A detained foreign national has a right to be informed without delay that they may receive consular assistance if they so choose. ‘Without delay’ means at the time the accused is deprived of their liberty, or at least before making his or her first statement to authorities. In practice, this means that the obligation will usually fall to police, however on reception at a prison or pre-trial facility, detaining authorities must ensure detainees are able to exercise this right if they have not already done so.
Where the country from which the detainee originates has no diplomatic or consular representation, the detainee must be allowed to communicate with alternate diplomatic officials that represent them. In cases where detainees are stateless or refugees, detaining authorities should facilitate contact with the diplomatic representative of the state that takes charge of their interest or the relevant national or international authority, for example, UNHCR.
Where a detainee holds dual or multiple nationalities but not including that for the state in which he or she is detained, authorities are obliged to promptly contact all relevant consulates as requested by the detainee. Where a detainee has dual or multiple nationalities including that of the state he or she is arrested in, it will depend on the practice of the state concerned as to whether the detainee is offered the right to contact the consulate(s) concerned.
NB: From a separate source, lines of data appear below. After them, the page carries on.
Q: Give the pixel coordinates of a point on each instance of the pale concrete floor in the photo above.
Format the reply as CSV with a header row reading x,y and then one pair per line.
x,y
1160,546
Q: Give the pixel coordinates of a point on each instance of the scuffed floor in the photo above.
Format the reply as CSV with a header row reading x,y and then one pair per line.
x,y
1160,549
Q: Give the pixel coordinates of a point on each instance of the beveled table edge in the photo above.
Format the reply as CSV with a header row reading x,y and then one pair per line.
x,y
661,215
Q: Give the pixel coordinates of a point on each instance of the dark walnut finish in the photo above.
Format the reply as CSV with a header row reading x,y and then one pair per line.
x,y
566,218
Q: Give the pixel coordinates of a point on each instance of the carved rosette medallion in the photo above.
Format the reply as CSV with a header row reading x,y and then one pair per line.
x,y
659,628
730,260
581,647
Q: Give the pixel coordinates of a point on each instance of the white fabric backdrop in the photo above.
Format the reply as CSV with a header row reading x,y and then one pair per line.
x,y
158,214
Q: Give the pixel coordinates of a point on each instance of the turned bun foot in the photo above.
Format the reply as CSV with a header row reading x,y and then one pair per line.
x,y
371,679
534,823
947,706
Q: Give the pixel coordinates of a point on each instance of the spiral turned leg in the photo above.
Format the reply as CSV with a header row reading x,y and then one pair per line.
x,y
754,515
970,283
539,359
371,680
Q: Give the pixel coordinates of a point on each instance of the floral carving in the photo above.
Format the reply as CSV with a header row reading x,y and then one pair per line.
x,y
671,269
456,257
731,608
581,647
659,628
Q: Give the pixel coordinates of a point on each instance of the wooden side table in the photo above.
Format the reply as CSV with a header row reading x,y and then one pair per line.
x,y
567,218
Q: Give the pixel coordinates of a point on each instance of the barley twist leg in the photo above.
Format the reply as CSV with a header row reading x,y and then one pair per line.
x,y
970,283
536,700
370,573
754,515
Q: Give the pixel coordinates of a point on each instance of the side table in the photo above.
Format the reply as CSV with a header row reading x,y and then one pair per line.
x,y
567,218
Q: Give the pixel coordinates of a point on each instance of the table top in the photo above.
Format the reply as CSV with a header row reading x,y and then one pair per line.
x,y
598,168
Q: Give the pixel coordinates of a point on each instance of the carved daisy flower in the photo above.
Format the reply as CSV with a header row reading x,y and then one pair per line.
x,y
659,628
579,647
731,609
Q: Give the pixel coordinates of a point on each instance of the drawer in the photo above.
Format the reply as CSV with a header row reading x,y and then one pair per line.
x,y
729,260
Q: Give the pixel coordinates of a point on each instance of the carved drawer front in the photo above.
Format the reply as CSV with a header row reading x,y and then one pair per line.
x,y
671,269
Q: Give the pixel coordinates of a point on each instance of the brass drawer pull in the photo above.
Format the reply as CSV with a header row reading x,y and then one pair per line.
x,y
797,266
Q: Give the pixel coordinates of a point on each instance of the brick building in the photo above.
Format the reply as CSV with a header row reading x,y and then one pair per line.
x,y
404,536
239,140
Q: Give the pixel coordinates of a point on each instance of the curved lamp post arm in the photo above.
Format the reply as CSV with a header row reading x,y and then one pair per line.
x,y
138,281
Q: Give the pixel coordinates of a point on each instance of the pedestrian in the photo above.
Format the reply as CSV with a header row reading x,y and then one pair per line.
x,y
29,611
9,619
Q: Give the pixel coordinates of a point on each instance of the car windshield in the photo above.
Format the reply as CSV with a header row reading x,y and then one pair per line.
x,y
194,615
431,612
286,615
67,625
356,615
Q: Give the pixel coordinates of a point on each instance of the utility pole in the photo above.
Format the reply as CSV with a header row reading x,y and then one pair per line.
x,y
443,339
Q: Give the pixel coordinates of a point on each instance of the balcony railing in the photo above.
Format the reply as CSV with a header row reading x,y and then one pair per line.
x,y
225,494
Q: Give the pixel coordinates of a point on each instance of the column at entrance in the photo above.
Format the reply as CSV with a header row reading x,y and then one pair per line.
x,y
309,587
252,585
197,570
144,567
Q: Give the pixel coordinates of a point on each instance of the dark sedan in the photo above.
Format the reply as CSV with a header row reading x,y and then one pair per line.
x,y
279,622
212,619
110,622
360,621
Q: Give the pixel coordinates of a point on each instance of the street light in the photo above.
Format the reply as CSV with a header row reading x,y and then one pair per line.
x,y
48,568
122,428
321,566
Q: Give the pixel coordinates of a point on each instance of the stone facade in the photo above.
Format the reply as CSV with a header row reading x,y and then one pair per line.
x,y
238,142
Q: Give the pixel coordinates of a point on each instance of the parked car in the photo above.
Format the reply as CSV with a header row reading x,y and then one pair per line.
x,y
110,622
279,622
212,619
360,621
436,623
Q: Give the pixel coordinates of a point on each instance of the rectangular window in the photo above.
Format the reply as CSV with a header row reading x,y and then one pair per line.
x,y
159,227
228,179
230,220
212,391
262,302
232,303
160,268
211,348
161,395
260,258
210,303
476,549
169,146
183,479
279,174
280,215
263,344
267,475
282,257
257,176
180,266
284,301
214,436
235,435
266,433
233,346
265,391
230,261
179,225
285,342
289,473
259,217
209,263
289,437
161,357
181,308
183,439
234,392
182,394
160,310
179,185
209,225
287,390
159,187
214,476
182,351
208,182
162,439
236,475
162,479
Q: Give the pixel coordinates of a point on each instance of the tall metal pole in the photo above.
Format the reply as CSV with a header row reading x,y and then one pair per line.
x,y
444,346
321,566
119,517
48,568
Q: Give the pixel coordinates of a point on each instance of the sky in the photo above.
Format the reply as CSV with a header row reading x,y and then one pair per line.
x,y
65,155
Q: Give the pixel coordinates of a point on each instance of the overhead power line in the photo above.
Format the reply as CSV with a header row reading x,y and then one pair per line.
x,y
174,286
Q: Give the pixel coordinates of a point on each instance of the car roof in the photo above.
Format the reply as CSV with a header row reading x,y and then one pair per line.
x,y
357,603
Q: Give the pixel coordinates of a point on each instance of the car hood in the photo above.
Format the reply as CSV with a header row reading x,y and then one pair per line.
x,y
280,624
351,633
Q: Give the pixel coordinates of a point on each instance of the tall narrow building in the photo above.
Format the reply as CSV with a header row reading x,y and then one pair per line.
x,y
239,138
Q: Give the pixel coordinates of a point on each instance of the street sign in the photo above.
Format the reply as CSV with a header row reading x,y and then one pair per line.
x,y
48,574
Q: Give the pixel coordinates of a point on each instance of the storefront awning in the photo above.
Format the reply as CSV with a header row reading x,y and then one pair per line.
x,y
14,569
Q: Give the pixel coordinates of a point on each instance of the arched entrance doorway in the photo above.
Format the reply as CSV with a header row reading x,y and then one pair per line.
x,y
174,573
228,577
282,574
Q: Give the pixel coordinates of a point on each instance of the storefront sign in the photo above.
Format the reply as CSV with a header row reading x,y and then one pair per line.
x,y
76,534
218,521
If a detainee does not want Consular officials to be notified, that must generally be respected by the detaining authorities unless a bilateral treaty between the sending and receiving state is in force that requires consulates to be automatically notified by detaining authorities on detention of one of their nationals. There may be a number of reasons that detainees do not wish to speak with consular officials: for example, they do not want their families or their home government to know of their imprisonment, they may not have faith in the consular services, or they may not wish to draw attention to their situation within the prison environment.